We are looking at a true combination therapy.  We're going to use ideas from both medicine and from patients: Exercise for health and fitness and pacing for health and symptom reduction.

The bias of our therapy will change over time.  Patients should appreciate the validation and good common sense of initially responding to M.E with absolute rest.  Meanwhile, doctors should be more likely to sign up to this extreme response within a context where the eventual treatment and outcome is predetermined to be increasing exertion and increasing fitness.

Along the way, both patients' need to track perceived energy levels and medicine's need to effect positive
gains from treatment can, I think, be accommodated.

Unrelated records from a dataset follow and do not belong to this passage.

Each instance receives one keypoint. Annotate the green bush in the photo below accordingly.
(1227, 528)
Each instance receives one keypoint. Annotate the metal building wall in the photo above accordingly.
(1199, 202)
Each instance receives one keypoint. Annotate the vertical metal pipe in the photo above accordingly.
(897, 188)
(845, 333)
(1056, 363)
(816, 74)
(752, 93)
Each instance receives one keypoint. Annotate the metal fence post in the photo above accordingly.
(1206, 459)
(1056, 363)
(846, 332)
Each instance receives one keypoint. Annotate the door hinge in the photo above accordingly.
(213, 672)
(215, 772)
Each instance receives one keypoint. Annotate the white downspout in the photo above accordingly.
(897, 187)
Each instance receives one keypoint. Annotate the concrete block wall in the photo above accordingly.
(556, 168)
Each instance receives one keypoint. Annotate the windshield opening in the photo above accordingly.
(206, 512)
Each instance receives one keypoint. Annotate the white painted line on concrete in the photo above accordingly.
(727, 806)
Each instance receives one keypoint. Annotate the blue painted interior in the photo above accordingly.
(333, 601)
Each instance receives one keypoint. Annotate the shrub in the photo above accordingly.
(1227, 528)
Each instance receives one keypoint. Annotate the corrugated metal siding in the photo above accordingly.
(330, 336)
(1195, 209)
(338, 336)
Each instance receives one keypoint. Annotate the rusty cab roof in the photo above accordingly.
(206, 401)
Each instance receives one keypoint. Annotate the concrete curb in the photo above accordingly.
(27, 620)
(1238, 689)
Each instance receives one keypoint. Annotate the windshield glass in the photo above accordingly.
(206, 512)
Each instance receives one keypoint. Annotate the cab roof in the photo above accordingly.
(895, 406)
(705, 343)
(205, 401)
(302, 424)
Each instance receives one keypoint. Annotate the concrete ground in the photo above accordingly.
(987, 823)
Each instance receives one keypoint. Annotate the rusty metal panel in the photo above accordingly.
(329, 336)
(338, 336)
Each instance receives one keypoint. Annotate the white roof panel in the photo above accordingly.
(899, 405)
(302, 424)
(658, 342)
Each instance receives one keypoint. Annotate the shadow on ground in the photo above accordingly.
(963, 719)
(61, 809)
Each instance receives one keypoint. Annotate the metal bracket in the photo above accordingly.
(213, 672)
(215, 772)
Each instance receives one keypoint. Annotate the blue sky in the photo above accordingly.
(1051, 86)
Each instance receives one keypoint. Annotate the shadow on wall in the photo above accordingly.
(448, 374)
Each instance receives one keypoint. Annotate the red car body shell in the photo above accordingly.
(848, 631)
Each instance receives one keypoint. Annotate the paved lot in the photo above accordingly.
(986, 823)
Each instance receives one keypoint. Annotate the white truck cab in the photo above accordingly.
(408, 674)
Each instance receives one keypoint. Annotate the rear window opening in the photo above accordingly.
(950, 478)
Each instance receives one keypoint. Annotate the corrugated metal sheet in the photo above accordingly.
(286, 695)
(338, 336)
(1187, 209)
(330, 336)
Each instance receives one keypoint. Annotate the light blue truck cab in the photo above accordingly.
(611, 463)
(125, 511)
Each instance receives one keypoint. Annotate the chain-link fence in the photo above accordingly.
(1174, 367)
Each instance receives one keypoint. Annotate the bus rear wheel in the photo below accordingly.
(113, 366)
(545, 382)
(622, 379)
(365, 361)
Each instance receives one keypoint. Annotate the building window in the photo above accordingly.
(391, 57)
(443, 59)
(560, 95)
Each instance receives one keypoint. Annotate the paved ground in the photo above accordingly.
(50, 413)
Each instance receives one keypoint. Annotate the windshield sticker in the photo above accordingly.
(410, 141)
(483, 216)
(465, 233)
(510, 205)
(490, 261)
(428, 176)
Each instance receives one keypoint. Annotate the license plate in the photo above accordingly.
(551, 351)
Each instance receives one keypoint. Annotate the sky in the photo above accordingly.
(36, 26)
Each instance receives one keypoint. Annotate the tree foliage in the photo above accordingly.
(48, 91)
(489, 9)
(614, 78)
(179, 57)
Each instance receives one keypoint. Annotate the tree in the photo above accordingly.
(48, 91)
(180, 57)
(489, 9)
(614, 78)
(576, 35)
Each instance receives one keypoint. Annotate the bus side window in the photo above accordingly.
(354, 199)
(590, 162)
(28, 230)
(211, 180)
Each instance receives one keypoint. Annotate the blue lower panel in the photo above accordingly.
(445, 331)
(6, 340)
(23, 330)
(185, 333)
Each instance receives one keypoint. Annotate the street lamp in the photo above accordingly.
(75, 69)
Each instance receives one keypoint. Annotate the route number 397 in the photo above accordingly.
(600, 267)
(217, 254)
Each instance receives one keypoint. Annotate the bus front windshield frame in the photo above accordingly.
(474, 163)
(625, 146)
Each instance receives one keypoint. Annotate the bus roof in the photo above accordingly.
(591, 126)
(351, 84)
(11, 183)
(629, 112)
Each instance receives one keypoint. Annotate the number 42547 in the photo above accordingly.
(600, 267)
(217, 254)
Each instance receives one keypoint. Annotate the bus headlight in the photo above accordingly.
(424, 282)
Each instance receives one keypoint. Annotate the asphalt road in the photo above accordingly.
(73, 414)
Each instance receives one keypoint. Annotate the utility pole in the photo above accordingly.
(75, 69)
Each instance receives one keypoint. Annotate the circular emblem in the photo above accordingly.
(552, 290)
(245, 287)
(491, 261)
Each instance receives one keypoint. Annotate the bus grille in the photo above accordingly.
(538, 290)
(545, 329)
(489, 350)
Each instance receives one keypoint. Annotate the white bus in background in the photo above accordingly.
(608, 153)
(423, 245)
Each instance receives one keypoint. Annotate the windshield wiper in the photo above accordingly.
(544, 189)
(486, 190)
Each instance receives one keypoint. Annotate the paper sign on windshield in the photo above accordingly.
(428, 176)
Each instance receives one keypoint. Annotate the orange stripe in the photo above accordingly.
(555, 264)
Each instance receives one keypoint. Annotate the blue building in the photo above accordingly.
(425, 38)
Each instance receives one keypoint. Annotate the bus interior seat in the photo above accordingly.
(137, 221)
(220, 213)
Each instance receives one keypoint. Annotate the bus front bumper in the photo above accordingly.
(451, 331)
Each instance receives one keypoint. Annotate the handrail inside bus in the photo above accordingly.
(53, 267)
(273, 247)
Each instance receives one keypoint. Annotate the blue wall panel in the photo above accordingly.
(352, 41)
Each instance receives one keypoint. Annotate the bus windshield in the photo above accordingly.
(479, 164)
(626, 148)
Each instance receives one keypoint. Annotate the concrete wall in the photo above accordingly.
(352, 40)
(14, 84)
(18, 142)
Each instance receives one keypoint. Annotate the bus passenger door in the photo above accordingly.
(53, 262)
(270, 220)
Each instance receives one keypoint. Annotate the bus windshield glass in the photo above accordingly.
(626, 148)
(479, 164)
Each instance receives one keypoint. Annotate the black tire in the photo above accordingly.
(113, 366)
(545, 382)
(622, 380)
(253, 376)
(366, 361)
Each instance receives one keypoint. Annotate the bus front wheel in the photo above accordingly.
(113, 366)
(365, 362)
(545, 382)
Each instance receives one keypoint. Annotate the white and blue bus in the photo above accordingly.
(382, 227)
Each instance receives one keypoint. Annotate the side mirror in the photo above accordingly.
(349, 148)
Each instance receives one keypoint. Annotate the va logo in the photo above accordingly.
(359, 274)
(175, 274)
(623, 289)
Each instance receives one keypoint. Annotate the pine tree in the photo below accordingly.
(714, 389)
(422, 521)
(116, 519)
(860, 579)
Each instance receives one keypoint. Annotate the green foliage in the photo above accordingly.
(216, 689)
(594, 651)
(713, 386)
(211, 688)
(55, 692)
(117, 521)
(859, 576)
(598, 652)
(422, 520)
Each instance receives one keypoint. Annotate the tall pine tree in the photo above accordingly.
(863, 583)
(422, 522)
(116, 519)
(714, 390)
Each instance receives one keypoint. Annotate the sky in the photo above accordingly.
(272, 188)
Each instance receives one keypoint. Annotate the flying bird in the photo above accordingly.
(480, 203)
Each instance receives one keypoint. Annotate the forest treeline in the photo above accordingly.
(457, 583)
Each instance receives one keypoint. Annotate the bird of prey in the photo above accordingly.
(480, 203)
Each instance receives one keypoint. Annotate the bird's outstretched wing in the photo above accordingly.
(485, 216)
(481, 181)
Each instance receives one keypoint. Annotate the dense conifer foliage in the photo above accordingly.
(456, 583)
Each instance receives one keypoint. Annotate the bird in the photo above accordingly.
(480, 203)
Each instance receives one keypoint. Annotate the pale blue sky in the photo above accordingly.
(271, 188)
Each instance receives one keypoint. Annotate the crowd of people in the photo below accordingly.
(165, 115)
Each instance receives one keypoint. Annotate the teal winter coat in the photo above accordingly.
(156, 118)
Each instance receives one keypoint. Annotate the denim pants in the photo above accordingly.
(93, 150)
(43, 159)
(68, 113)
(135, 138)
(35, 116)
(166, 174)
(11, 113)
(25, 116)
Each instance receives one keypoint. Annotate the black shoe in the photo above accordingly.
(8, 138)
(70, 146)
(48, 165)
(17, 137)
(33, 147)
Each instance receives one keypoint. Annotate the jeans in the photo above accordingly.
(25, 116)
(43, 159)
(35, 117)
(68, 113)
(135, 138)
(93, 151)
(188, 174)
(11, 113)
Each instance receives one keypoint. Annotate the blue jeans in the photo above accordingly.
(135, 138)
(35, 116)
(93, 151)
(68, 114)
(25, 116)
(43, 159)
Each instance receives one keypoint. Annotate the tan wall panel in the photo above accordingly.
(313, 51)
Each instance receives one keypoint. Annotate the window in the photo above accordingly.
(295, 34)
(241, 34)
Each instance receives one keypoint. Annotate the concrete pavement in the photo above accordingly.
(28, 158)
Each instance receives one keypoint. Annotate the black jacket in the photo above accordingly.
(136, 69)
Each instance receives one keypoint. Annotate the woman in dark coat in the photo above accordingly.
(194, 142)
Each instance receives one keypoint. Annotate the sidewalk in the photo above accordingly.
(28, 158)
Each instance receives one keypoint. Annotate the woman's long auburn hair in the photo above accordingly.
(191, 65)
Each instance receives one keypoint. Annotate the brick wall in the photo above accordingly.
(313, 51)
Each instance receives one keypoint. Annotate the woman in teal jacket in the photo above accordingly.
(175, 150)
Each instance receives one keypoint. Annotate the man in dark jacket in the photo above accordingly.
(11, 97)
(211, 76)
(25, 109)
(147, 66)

It is my belief that any sane and respectful approach to treating M.E must respect the work that both patients and doctors have done over the last decades.


Only through doctors and patients working together can the tragedy of M.E research be turned into triumph.

I see my job here as simply to get the two excellent and pre-existing ladders you've made, lash them together and maybe supply a rung or two in the middle.

I hope, with all my heart, that this will be enough to help free more than a few patients from the dungeon of M.E.